As the federal government agency charged with implementing and administering the federal consumer financial laws, the CFPB is committed to ensuring that companies meet the obligations put on them by Congress in the law. For that reason, yesterday the Consumer Financial Protection Bureau (CFPB) and the Federal Trade Commission (FTC), which both enforce fair credit reporting laws, filed an amicus brief in the U.S. Court of Appeals for the Second Circuit in Suluki v. Credit One Bank, to help ensure that companies that provide information to credit reporting companies comply with the law. Specifically, they must tell credit reporting companies to remove information that they cannot verify after someone identifies the information as wrong.
Companies’ responsibility to remove unverified information
The FCRA provides people multiple ways to dispute inaccurate information on their credit reports. Commonly, people dispute the accuracy of information on their credit reports with a credit reporting company, such as Experian, Equifax, or TransUnion. In response, the credit reporting company often refers the dispute to the company that provided the disputed information. When a person submits a dispute to a credit reporting company, and it is passed along to the company that originally provided the disputed information, the company is then required to conduct its own investigation into the disputed information.
If a company that provided disputed information to a credit reporting agency is unable to determine whether the information is true or not, the law requires them to tell the credit reporting company the information could not be verified so that the credit reporting company will stop reporting it. Nonetheless, some companies have argued that if they are unable to determine that the disputed information is false, they are free to tell the consumer reporting company to continue providing the information on reports.
That’s wrong, as the CFPB and FTC’s brief explains. In the FCRA, Congress put express requirements on companies with respect to information that “cannot be verified.” Those requirements would be meaningless if companies could continue providing unverified information and telling credit reporting companies that they could continue sharing it.

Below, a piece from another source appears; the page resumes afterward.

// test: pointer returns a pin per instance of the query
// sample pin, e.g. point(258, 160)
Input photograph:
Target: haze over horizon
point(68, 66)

Ensuring that companies meet their obligations
Consumer reporting companies and companies that provide information to them have great power over consumers’ lives, and we’re committed to ensuring that those companies meet their legal obligations, including by responding appropriately to errors. We have accordingly filed friend-of-court briefs in several other recent FCRA cases to ensure that companies comply with the law. We have also taken action to safeguard the ability of state legislators and law enforcers to police the credit reporting markets, so that consumers have places to go and effective actions to take when they encounter problems.
The case is Suluki v. Credit One Bank, NA, No. 23-721 (2d Cir.).